Similarly, we have some technologies that will be helpful. The essence of defeating this kind of approach is shining a light on it through intelligence and information sharing to deny an adversary the ambiguity he seeks. This can be done in part by linking international partners, the interagency and intelligence communities, and even private-sector elements to observe and record activities. In addition, finding or honing technological counters for the techniques and procedures described above—from crude mines to armed speedboats to cyber and psychological attacks—can be assigned to the material commands.
Work with Coalition Partners. Many of the potential targets of maritime hybrid warfare are staunch partners of the United States—Japan, South Korea, the Kingdom of Saudi Arabia, Bahrain, Qatar, and the United Arab Emirates. Others are partners or friends, including Vietnam, the Philippines, and Malaysia. Using forums such as the International Sea Power Symposium or the coast guard counterpart, we should encourage cross talk, exchange best practices, and share intelligence on this emerging concern. Many of our partners, particularly in NATO, have exceptionally capable coast guards. Some have given thought to these types of problems, and more of them are showing enthusiasm about doing so.
Train and Exercise against Maritime Hybrid Warfare. We need to begin to practice countering these types of operations. This can be done as part of the basic cycle of work-ups for the surface Navy. Both submarines and aviation have a role to play as well. The ambiguity of these scenarios will require education and training in rules of engagement, operating our conventional systems against unconventional forces at sea, and learning to act more like a network at sea in the littoral. We have come a long way in counterterrorism thinking building on the concepts from Deep Blue—an operations group created in 2001 to come up with innovative ideas on how to tackle the war on terrorism—about the need to fight a network with a network; much of that thinking can be built into our training and exercise programs. Big international exercises such as Rim of the Pacific (RIMPAC) could include such scenarios.

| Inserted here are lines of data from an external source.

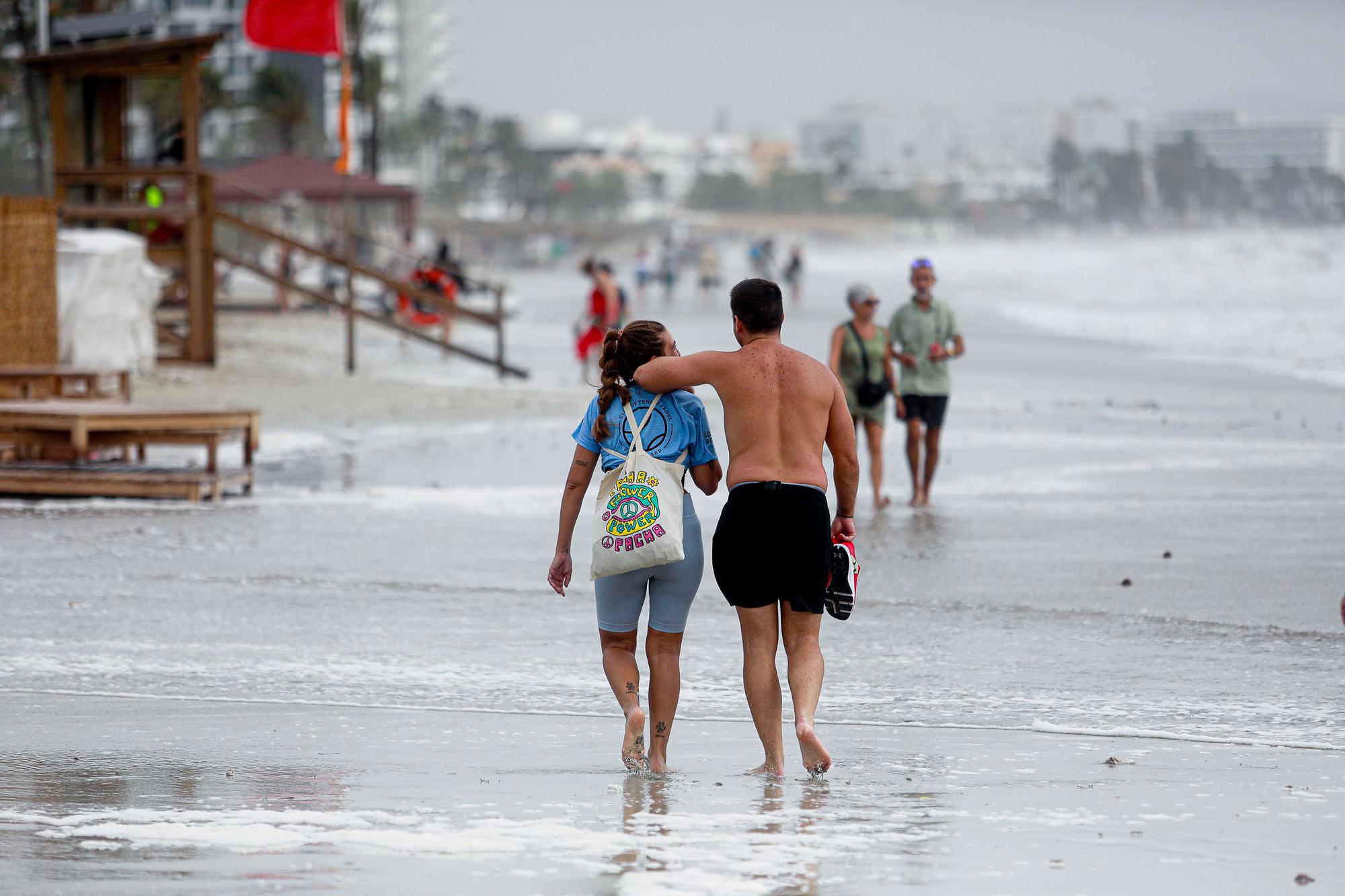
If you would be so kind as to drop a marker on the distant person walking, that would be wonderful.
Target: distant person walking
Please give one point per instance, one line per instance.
(602, 313)
(669, 270)
(925, 337)
(670, 427)
(861, 362)
(794, 274)
(774, 541)
(709, 264)
(644, 272)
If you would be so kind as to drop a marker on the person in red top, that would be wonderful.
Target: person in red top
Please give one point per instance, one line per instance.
(603, 313)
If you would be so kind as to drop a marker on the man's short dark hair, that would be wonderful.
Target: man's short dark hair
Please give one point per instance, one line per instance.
(759, 304)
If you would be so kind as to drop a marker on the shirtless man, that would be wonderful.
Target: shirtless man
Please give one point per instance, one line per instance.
(773, 545)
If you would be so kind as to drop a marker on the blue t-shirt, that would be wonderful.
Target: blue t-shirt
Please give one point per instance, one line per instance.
(679, 423)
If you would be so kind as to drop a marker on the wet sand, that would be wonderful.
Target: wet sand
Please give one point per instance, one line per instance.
(353, 799)
(388, 575)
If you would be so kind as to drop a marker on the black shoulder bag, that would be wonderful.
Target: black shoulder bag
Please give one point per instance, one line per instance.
(868, 392)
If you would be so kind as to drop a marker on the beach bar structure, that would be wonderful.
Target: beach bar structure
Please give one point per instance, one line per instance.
(169, 201)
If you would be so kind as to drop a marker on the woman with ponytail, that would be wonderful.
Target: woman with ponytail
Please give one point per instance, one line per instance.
(675, 425)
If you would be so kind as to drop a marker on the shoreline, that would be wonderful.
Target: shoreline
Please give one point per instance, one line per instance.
(350, 799)
(1038, 727)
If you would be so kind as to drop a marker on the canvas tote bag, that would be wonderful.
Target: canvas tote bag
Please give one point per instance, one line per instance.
(638, 516)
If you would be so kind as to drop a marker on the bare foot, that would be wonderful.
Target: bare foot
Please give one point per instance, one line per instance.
(816, 756)
(633, 745)
(770, 770)
(661, 764)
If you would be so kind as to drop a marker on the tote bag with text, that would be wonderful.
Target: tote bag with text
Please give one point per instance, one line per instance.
(638, 516)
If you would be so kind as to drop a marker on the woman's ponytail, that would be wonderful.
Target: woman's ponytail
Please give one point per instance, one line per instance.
(623, 352)
(611, 384)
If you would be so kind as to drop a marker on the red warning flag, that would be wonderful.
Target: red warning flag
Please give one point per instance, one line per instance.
(295, 26)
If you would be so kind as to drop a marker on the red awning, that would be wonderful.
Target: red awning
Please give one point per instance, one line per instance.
(313, 179)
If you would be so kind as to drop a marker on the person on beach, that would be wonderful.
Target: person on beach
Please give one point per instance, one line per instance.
(644, 272)
(709, 266)
(925, 337)
(774, 540)
(794, 274)
(670, 264)
(677, 424)
(861, 362)
(602, 315)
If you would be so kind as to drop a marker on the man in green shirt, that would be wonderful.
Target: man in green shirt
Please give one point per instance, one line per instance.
(923, 335)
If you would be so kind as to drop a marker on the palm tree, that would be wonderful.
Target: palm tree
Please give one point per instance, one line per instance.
(368, 73)
(280, 101)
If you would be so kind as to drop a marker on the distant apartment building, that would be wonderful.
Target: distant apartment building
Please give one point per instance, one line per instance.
(408, 36)
(991, 151)
(660, 166)
(1250, 146)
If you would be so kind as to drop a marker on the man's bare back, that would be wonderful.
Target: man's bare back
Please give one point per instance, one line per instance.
(778, 408)
(774, 541)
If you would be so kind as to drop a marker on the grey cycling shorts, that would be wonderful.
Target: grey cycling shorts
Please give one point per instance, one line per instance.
(672, 587)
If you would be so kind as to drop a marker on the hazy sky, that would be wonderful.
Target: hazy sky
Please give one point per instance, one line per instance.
(771, 64)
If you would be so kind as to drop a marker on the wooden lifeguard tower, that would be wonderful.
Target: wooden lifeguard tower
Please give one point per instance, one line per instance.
(169, 200)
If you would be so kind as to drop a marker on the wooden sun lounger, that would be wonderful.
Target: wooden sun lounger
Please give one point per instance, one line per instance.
(118, 481)
(63, 381)
(75, 428)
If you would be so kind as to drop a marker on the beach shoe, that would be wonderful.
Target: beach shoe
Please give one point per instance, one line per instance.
(845, 580)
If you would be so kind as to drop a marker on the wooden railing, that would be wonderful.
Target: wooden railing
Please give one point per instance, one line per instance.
(451, 311)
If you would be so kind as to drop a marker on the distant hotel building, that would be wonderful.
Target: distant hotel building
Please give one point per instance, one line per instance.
(991, 151)
(410, 36)
(1250, 146)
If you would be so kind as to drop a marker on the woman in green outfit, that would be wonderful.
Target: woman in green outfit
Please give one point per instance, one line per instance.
(861, 362)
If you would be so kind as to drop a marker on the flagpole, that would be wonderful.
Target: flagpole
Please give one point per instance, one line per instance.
(344, 166)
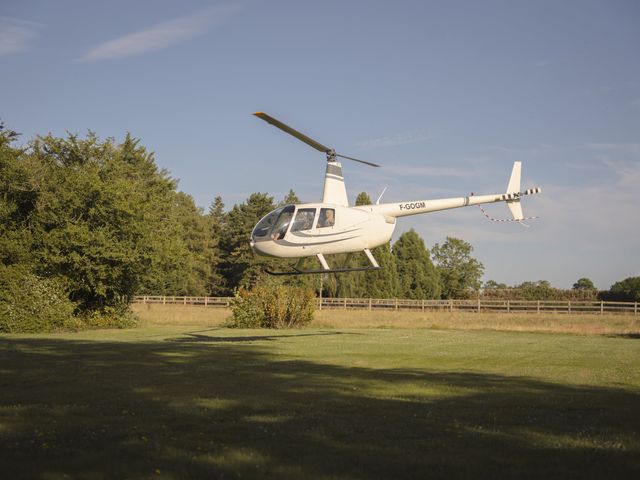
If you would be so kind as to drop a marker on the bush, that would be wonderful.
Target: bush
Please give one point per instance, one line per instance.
(29, 303)
(272, 306)
(119, 316)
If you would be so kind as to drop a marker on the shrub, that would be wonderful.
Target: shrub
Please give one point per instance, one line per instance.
(29, 303)
(118, 316)
(273, 306)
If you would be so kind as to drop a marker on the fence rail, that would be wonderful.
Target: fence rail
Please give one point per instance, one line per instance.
(476, 305)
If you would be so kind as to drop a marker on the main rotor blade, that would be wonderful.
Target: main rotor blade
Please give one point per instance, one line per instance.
(291, 131)
(356, 160)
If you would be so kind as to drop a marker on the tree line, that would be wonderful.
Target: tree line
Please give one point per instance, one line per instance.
(94, 222)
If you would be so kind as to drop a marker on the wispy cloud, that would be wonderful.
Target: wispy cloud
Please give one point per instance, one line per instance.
(394, 140)
(161, 35)
(430, 171)
(16, 35)
(632, 148)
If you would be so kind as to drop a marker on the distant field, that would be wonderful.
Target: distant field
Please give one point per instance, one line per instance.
(179, 400)
(531, 322)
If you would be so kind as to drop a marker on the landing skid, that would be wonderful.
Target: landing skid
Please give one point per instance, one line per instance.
(326, 269)
(297, 271)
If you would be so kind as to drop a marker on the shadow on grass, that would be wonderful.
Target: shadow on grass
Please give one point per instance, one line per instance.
(198, 337)
(186, 409)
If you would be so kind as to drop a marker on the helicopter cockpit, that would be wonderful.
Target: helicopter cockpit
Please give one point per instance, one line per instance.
(275, 225)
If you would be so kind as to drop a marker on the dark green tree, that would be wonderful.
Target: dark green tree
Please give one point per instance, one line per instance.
(417, 276)
(493, 285)
(239, 265)
(584, 284)
(217, 220)
(104, 220)
(627, 290)
(459, 271)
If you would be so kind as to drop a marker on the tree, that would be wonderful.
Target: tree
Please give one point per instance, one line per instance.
(459, 271)
(239, 265)
(584, 284)
(217, 221)
(493, 285)
(540, 290)
(627, 290)
(417, 277)
(104, 218)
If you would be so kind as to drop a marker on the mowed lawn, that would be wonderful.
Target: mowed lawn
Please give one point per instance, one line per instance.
(179, 401)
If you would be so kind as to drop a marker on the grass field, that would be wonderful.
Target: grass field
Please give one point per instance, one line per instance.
(187, 398)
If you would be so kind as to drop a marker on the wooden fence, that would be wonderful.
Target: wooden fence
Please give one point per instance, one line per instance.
(476, 305)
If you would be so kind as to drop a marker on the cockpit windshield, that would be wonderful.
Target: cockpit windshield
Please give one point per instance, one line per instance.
(280, 228)
(264, 226)
(274, 226)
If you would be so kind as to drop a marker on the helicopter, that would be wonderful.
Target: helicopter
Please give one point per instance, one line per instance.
(332, 226)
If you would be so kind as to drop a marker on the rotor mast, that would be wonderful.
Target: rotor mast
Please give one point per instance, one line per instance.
(335, 191)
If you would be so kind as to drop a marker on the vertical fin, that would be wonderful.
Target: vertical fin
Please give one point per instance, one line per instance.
(514, 181)
(334, 190)
(514, 188)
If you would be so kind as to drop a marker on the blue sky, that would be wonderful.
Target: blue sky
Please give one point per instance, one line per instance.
(445, 95)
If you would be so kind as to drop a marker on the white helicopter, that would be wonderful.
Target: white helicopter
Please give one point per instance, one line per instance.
(332, 226)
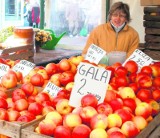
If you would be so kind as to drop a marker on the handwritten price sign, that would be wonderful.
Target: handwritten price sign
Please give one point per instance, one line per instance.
(52, 89)
(95, 54)
(3, 70)
(140, 58)
(89, 79)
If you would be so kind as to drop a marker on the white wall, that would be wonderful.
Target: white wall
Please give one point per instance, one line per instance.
(136, 11)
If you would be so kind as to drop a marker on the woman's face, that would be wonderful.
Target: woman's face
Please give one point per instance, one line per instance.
(118, 18)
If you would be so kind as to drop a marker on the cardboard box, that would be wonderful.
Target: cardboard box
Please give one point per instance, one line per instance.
(150, 2)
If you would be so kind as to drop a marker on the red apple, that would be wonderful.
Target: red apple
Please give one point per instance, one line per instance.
(110, 95)
(155, 70)
(116, 134)
(44, 74)
(55, 116)
(13, 115)
(62, 132)
(131, 103)
(81, 131)
(51, 68)
(104, 108)
(127, 92)
(24, 118)
(121, 71)
(11, 104)
(35, 108)
(124, 114)
(3, 103)
(28, 88)
(89, 100)
(76, 59)
(87, 113)
(114, 120)
(143, 109)
(147, 70)
(9, 80)
(21, 104)
(47, 127)
(55, 79)
(66, 77)
(131, 66)
(99, 121)
(18, 94)
(140, 122)
(63, 107)
(3, 94)
(41, 97)
(156, 95)
(3, 114)
(130, 129)
(37, 80)
(156, 82)
(121, 81)
(47, 109)
(98, 133)
(155, 107)
(144, 94)
(64, 93)
(64, 65)
(72, 120)
(116, 104)
(145, 82)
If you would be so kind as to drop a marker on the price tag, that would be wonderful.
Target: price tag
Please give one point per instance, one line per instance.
(95, 54)
(3, 70)
(52, 89)
(140, 58)
(89, 79)
(24, 66)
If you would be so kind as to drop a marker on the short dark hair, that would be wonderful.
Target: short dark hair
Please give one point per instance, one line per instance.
(122, 7)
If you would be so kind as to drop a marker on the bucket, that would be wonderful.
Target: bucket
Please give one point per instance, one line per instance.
(116, 56)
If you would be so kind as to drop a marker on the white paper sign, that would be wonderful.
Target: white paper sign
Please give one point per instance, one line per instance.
(89, 79)
(140, 58)
(24, 66)
(95, 54)
(3, 70)
(52, 89)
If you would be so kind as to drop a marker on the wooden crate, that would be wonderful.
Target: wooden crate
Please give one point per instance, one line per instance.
(21, 52)
(28, 131)
(152, 130)
(13, 129)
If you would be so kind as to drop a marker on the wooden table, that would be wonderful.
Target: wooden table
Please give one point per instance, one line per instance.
(46, 56)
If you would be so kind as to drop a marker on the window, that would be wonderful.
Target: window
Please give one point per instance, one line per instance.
(77, 18)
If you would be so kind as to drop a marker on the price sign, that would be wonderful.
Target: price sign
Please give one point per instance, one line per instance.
(3, 70)
(52, 89)
(140, 58)
(24, 66)
(95, 54)
(89, 79)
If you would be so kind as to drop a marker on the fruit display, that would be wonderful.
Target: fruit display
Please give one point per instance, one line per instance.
(5, 33)
(130, 104)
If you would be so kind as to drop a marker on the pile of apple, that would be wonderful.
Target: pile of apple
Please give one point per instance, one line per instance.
(131, 101)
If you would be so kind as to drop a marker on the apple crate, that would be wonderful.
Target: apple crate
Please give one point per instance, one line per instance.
(13, 129)
(20, 52)
(152, 130)
(28, 131)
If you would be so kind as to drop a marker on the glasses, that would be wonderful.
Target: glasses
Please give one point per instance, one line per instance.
(118, 15)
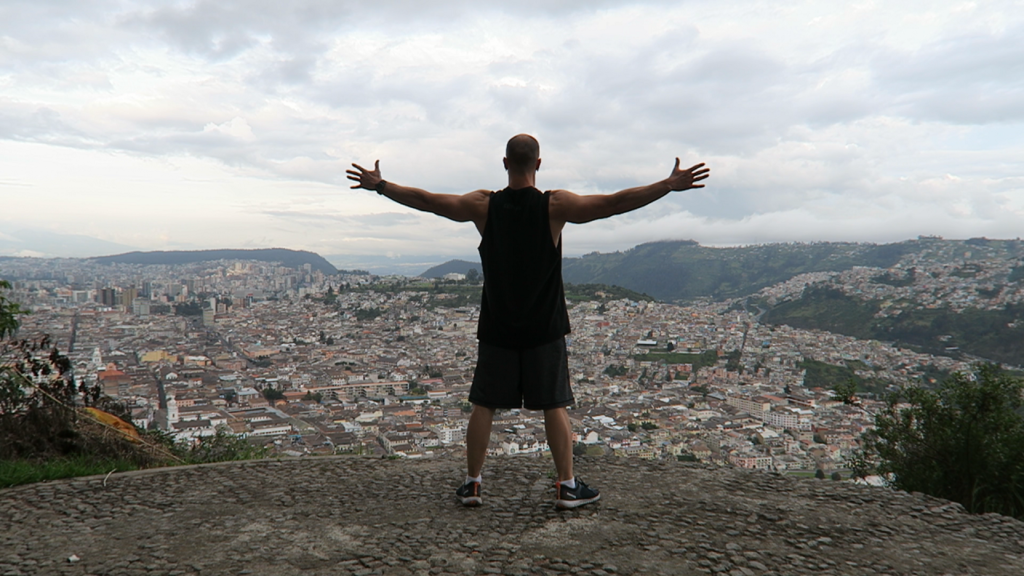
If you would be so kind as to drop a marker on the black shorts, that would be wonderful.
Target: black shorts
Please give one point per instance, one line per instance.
(532, 378)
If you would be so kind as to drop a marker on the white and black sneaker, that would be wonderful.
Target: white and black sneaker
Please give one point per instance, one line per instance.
(574, 497)
(469, 493)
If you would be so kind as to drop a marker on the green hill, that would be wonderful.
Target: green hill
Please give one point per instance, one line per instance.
(684, 270)
(457, 266)
(289, 258)
(993, 334)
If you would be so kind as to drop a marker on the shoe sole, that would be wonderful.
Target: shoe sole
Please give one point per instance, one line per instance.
(568, 504)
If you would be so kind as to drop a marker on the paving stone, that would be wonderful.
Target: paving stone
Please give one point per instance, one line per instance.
(315, 517)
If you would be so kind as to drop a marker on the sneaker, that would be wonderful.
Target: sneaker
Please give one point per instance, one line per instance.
(469, 493)
(576, 497)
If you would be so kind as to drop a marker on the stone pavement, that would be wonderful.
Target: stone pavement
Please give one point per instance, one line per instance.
(353, 516)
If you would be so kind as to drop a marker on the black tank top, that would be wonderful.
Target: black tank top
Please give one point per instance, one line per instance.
(523, 303)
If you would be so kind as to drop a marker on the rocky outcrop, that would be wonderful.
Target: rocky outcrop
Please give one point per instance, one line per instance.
(356, 516)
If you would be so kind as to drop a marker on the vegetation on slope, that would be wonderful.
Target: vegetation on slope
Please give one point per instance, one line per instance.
(684, 270)
(289, 258)
(46, 434)
(963, 441)
(993, 334)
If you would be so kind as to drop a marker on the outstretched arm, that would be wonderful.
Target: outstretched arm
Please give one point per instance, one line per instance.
(567, 207)
(464, 208)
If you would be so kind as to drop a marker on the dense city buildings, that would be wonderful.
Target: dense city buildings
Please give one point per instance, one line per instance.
(352, 363)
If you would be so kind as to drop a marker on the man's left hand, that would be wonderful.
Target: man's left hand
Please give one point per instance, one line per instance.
(365, 178)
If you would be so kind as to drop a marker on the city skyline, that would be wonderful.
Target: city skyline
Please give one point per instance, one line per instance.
(228, 125)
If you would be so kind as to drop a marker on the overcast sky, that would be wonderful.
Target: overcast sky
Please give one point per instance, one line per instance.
(222, 123)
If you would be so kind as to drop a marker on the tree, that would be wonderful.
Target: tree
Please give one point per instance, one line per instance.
(846, 392)
(9, 312)
(963, 441)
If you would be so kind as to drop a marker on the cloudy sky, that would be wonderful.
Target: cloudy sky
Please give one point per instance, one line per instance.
(223, 123)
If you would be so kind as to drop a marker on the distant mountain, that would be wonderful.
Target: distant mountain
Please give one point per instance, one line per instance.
(290, 258)
(457, 266)
(684, 270)
(38, 243)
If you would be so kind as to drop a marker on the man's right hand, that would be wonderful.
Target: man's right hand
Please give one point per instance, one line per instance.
(370, 178)
(684, 179)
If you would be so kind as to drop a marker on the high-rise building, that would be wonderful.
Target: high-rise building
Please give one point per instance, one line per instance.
(108, 296)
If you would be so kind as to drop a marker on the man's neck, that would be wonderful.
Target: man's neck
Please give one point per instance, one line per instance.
(518, 180)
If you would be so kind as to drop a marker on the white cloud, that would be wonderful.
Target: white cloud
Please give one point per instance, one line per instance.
(820, 121)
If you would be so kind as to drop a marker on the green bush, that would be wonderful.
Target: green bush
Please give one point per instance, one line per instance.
(963, 441)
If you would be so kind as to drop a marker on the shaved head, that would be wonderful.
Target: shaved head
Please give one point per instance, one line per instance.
(521, 154)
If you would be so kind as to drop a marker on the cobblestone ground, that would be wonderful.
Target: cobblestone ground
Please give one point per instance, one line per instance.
(351, 516)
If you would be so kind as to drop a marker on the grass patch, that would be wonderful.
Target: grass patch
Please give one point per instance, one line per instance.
(16, 472)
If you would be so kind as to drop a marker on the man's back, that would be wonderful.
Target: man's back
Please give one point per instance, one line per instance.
(523, 303)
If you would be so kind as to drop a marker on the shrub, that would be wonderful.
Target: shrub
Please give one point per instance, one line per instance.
(963, 441)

Leverage the U.S. Coast Guard. Within the Sea Services, these challenges are an obvious zone of excellence for our unmatched U.S. Coast Guard. Involving it in a leadership role in combating maritime hybrid warfare is crucial. Many of its systems and platforms already contain the technologies to counter maritime hybrid warfare techniques, and its ethos and fighting spirit applied in this tactical arena would be powerful. In particular, the Coast Guard could be the nexus of a global maritime coalition approach that brings coast guards and coastal forces together to train. Fortunately, some of this already is being considered by the U.S. Coast Guard both unilaterally and with partners in the context of counternarcotics, counterpiracy, and counterterrorism operations at sea. What remains is to think through how to leverage it against a much more sophisticated, national-level opponent.
Conclusion
Hybrid warfare is as old as combat itself. There is nothing fundamentally new about incorporating unconventional, and unacknowledged, forces on the battlefield in surprising ways to undermine conventional forces and obscure attribution. But what is changing is the level of effort put into it by both big and small nations and the tendency to use it for all the tactical and strategic advantages it confers. Inevitably, it will sail out to sea and prove a formidable challenge if we have not thought through its uses and how to counter it. Let’s get under way.